Una coppia di turisti, sposini in viaggio di nozze, attraversa la Transilvania. Lei, Veronica, è la bellissima, sinuosa e inquietante Barbara Steele, lui è un amico storico del regista, Ian Ogilvy, con una lunga carriera cinematografica ancora davanti.
Siamo in una Transilvania comunista, i cui abitanti si barcamenano tra piccole beghe e dialoghi sulla proprietà degni di Cuore di Cane di Bulgakov.
I due giovani prendono alla leggera le voci popolari che riguardano una strega del settecento, Vardella, della cui morte ricorre l’anniversario, e che fu trafitta, crocifissa e annegata nel lago. Un flashback di rara crudezza ce la mostra in tutto il suo orrore, ma quello che più colpisce è la violenza degli abitanti del luogo, pronti a farsi giustizia sommaria nel modo più efferato. Dopo una serie di avventure tragico-erotiche, l’ignara coppia, incapace di comprendere la potenza della maledizione che travalica la modernità e si mimetizza tra le sue pieghe, durante un viaggio perde il controllo dell’automobile, e il mezzo precipita nel lago. L’uomo, al volante, si salva, ma al posto della sposina viene tratto dalle acque un corpo orrendamente deturpato.

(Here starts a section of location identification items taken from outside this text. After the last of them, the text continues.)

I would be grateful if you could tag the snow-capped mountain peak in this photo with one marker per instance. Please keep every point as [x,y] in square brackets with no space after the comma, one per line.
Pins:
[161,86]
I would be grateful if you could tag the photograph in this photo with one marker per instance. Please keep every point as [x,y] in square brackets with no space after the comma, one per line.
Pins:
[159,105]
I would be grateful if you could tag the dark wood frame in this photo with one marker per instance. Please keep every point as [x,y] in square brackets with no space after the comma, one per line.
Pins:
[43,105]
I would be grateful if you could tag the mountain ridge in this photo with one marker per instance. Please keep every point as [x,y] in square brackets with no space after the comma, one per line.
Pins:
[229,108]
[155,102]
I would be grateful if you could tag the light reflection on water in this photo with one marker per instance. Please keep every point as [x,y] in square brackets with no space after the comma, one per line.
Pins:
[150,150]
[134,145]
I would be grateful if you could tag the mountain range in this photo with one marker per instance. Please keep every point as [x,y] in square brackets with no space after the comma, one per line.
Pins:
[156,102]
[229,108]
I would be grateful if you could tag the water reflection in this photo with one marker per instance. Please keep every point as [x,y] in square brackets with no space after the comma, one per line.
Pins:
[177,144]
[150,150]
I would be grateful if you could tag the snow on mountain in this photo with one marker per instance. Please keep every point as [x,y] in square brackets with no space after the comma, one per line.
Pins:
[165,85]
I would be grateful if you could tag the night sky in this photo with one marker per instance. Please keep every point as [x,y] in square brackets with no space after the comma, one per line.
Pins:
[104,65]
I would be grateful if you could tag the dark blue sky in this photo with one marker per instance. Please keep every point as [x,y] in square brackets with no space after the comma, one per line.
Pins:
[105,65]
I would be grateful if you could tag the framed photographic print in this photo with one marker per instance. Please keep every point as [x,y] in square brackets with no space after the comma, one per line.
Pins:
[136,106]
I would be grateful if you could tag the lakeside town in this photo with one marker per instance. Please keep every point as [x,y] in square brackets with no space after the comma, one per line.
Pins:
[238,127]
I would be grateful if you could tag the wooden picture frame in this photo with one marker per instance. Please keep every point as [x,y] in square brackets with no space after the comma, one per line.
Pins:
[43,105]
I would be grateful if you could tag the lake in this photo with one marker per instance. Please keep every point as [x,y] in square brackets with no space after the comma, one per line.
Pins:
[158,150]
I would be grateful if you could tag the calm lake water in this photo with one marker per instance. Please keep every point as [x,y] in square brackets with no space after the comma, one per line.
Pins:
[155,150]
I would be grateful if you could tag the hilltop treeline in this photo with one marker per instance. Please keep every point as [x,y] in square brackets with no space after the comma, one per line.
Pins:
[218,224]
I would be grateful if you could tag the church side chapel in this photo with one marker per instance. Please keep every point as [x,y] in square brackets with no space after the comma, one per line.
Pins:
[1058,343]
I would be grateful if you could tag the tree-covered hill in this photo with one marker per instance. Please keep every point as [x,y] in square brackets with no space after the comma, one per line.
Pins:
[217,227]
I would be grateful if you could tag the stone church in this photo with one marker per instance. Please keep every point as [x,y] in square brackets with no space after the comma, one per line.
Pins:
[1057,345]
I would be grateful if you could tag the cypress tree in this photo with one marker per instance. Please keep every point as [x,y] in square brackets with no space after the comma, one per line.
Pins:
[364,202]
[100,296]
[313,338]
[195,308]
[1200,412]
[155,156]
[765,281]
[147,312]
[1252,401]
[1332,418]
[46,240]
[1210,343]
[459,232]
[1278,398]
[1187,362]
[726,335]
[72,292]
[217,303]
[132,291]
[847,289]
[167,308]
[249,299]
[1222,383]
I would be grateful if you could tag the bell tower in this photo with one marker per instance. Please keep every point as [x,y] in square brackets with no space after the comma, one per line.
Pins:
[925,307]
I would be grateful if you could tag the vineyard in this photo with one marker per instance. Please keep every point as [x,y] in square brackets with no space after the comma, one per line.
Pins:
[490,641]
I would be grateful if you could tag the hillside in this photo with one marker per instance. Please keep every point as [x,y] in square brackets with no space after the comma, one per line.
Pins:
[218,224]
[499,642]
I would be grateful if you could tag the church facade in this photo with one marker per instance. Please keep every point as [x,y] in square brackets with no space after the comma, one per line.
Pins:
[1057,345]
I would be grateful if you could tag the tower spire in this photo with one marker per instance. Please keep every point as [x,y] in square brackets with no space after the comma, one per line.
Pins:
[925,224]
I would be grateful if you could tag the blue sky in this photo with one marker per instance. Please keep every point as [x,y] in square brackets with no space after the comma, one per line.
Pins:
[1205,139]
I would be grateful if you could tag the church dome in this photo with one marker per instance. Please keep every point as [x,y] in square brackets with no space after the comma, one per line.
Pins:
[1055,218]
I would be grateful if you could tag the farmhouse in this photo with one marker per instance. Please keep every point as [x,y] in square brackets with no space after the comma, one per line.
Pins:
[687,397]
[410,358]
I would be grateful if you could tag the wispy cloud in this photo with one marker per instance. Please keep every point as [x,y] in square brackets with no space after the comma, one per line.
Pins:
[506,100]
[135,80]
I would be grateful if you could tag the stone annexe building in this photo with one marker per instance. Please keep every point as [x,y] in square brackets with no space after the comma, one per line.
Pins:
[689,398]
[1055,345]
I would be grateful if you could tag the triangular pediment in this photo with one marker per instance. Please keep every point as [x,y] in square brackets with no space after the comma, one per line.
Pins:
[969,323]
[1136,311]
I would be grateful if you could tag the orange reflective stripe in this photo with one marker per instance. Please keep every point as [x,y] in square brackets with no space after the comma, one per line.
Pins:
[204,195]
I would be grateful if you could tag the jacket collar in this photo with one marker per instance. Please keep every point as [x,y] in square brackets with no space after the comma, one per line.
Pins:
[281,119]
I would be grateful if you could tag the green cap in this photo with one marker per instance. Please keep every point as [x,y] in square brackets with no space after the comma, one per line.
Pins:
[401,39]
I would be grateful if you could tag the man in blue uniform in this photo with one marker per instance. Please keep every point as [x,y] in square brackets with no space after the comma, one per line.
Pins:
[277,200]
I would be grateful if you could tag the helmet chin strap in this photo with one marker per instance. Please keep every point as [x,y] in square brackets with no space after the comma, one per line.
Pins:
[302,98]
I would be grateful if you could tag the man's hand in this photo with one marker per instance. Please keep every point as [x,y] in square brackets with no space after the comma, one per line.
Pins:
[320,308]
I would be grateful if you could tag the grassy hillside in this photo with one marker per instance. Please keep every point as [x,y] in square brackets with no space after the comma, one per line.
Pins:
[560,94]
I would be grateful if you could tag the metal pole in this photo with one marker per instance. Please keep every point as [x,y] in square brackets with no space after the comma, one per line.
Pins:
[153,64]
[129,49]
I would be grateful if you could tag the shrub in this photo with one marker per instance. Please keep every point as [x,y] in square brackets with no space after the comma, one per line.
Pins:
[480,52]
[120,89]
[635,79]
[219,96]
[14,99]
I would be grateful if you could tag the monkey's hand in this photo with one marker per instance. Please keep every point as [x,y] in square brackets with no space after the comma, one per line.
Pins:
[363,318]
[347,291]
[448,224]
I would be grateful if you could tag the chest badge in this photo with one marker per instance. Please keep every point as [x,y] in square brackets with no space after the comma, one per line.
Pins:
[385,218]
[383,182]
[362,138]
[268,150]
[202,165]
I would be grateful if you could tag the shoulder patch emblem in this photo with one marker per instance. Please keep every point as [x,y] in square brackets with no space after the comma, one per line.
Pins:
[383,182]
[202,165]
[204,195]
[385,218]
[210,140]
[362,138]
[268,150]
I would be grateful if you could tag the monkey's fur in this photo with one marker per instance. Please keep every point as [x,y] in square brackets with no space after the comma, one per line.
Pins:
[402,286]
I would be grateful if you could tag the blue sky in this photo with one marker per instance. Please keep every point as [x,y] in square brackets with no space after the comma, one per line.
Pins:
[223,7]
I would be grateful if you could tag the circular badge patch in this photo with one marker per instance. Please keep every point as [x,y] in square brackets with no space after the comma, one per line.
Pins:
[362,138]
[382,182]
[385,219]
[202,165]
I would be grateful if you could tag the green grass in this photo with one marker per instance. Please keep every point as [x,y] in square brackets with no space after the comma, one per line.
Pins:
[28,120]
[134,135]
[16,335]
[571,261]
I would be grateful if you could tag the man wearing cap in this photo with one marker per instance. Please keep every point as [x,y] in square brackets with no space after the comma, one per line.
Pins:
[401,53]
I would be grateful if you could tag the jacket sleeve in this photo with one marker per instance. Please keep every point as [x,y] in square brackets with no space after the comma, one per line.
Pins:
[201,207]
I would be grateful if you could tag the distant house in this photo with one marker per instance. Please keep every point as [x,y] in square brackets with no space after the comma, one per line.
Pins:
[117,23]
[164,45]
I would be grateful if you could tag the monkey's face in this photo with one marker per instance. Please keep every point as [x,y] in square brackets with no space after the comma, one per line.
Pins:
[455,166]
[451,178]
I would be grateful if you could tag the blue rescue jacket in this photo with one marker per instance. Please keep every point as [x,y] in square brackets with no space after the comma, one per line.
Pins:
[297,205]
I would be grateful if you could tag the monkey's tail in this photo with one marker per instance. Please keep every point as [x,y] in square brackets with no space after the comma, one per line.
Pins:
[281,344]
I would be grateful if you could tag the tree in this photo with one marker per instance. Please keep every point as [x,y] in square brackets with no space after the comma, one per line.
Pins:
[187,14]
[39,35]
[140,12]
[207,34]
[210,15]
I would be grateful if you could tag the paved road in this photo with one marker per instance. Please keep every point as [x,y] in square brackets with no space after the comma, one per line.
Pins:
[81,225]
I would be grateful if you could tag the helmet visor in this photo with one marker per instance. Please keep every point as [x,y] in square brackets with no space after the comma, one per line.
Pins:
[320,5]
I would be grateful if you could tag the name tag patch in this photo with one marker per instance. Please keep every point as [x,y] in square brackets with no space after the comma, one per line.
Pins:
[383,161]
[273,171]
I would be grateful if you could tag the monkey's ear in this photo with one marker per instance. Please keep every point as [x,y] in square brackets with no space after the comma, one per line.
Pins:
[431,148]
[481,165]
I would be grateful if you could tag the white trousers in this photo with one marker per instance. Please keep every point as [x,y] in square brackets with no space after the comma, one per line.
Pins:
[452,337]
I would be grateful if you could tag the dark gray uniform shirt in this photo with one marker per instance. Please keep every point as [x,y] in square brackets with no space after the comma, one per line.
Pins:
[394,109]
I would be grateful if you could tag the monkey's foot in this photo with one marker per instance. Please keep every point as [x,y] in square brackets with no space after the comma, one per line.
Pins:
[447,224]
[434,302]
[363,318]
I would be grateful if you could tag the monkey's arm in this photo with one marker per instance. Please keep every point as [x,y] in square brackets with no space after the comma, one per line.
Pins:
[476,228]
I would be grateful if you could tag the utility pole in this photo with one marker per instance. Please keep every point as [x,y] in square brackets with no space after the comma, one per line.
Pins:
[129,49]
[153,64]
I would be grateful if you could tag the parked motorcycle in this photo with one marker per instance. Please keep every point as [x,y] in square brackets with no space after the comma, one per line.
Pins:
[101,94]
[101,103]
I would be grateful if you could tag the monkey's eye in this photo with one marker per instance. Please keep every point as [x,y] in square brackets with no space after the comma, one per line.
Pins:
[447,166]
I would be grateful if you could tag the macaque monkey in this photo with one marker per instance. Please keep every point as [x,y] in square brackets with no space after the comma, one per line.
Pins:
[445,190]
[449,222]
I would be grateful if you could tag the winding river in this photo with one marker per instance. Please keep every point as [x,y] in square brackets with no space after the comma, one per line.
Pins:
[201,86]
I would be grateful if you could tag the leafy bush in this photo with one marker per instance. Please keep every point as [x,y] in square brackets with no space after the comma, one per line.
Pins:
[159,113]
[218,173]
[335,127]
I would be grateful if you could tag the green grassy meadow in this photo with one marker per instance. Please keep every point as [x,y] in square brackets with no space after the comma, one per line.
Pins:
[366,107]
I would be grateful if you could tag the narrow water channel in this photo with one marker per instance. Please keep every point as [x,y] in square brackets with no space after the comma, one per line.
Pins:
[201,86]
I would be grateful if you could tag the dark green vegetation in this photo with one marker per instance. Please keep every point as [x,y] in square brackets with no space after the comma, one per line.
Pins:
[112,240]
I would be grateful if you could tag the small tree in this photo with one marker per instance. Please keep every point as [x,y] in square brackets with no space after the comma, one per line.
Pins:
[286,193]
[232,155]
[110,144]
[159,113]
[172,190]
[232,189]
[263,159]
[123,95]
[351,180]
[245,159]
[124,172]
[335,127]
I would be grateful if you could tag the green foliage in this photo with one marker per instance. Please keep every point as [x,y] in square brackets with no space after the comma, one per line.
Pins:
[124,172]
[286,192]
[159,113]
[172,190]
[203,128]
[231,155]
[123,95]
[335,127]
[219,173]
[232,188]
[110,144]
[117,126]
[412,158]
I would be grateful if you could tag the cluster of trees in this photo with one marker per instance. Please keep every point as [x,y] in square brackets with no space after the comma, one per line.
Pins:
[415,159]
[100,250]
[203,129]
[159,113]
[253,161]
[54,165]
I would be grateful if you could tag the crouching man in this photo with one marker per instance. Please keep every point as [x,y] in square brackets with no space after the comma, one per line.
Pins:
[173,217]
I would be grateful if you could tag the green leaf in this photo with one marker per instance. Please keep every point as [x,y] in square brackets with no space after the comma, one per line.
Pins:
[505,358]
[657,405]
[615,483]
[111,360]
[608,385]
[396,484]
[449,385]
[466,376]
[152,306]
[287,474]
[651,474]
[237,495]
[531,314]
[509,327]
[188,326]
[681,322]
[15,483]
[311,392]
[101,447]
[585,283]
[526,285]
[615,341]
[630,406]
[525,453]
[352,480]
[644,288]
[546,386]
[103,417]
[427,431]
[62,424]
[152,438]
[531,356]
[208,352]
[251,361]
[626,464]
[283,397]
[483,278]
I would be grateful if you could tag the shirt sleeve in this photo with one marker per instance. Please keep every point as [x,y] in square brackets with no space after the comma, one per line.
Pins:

Il male che affligge la Transilvania non è che il frutto nato da terre già fertili di crudeltà.
Il regista anticipa anche un topos horror che sarebbe diventato ricorrente. Quanti film, negli anni a venire, sarebbero stati connotati da questa situazione on the road, iniziata con un viaggio apparentemente sereno, proprio in auto, intrapreso da una modernità rassicurante (coppie, famiglie, amici), sicura di sè e ingenua, che si ritrova poi fatalmente a fronteggiare misticismo, demoni, mostri e tutto ciò che d’occulto, il contemporaneo, cerca di occultare?
La metamorfosi di Veronika in Vardella sarà compresa solo da un discendente del celebre Van Helsing, un nobile decaduto, raffinato nell’abbigliamento e nei modi ma costretto a vivere in una grotta, visto che il suo castello è stato confiscato. La saggezza antica e l’amore dello sposo saranno gli ultimi avamposti capaci di arginare un Male che dilaga indisturbato per il mondo, come si evince dall’ammiccante finale.
Il lago di Satana (She beast) è un film che se può risultare narrativamente imperfetto, ha molte frecce al suo arco. Intanto fa paura, in modo sotterraneo, insinuante, grazie simbologie arcane disseminate con noncuranza apparente lungo tutta la storia. E grazie alla strega, che è di una bruttezza al limite dell’inguardabile e priva di qualsiasi psicologia, agisce come una belva meccanica, sempre assetata di bambini. Eccessiva, grottesca forse, ma è il Male allo stato puro. La corsa di un bimbo ferito, sanguinante, in fuga e l’immagine un altro steso nella bara, vittima precedente delle sue malefatte, il sangue rosso vivo, fintissimo e al contempo disturbante, ampiamente elargito lungo tutto il film, ci mostrano che anche se si scherza, tra lazzi, inseguimenti buffi e belle scollacciate, si sta facendo sul serio.
Girato in Jugoslavia, con pochissimi mezzi, da un ragazzo poco più che ventenne, Il Lago di Satana è una perla del terrore dimenticata e il preludio di cosa avrebbe potuto fare ancora Michael Reeves, se non fosse morto così prematuramente e misteriosamente.